I've run into a similar issue in Rust with SIGPIPE. The compiler adds the call to signal() to ignore SIGPIPEs when a Rust program starts. Apparently this was to stop a listening server from exiting when a client closed their connection. But in my book I'm teaching Rust by rewriting a classic BSD utility (cat, head, wc, ...) in Rust and none of those utilities have to care about broken pipes because they don't ignore the signal and the OS silently kills the process. Instead, if a Rust program doesn't handle a write failing with a EPIPE error then the process panics and exits with a backtrace. The worst part is that Rust standard library doesn't include a module for handling signals so it's not possible to undo the signal() call ignoring SIGPIPEs without using another crate.
In the end it's fine and you just have to handle broken pipes but it adds a lot of boilerplate to small CLI programs that in C just work as expected. Another twist (and possible further subtle bug) is that most shells set the exit status of a program that exits from a broken pipe to 141 (128 + the signal number, in this case 13). So when you catch the pipe you can exit the process with a status of 141, but that's the shell's behaviour and there's no safe way to fake an exit status.
> The compiler adds the call to signal() to ignore SIGPIPEs when a Rust program starts. Apparently this was to stop a listening server from exiting when a client closed their connection
That’s appalling and irresponsible if true. Not every program is a server! If you want to ignore SIGPIPE you can do that yourself.
Well, that's the source of the bug in Python as well so it's not exactly a unique choice or default. It's tricky to manage this in a cross-platform way.
Python is a high-level language, though, and python code is run through an interpreter, so it's not a surprise that it might handle signals (and other things) differently than your average program. (Not restoring signals handlers to their default on fork()/exec() is definitely a bug, though.)
Rust is intended to be a systems programming language, and a replacement for C/C++. It should not be mucking about with signal handler defaults before main() runs.
The one thing that Rust does right, though, is it resets SIGPIPE to SIG_DFL when spawning processes[0]. Of course, I assume it only does that if you use std::process::Command, not if you use libc::fork()/libc::exec(), or get there some other way.

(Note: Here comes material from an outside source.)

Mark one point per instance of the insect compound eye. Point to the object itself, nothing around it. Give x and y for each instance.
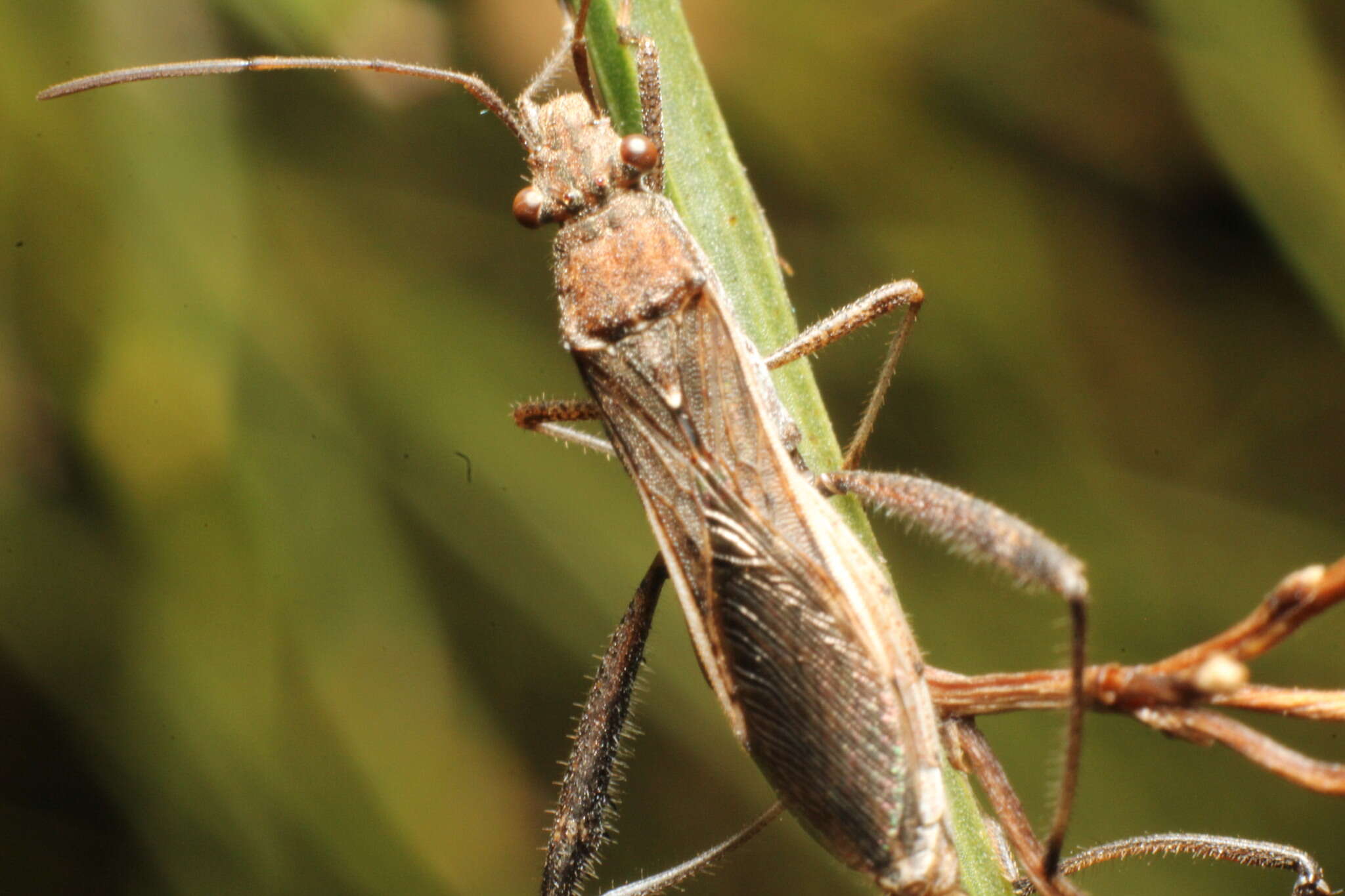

> Well, that's the source of the bug in Python as well so it's not exactly a unique choice or default. It's tricky to manage this in a cross-platform way.
Well, Python wasn't intended to write the sort of programs that C and Rust gets used for.
In Python, such a choice is not necessarily a design failure. In systems languages it is.
Thank you thank you thank you! Docker processes randomly exiting with "137" suddenly make a lot more sense!
137 - 128 == 9
... that's SIGKILL, probably via some sort of pipe/subshell. We'd figured it was OOM-killer or something similar, but now it seems like there's a bit more of the dots connected between.
Who can/will send random `kill -9`s? Probably the kernel, or some sort of supervisory process.
The usual way to generate an exit status for a signal that normally terminates the process is to explicitly unset the handler and then raise the signal yourself. In C, the latter half of that can be done with the ‘raise’ function; on (at least one) Linux with glibc, this uses tgkill underneath. I assume Rust doesn't expose this though from what you said?
That's a cool trick. There are crates for signal handling, and the libc crate exports raise(), they just aren't part of the standard library which attempts to be cross-platform. But if you're already going to unset the signal handler you might as well do that from the start (in this particular case).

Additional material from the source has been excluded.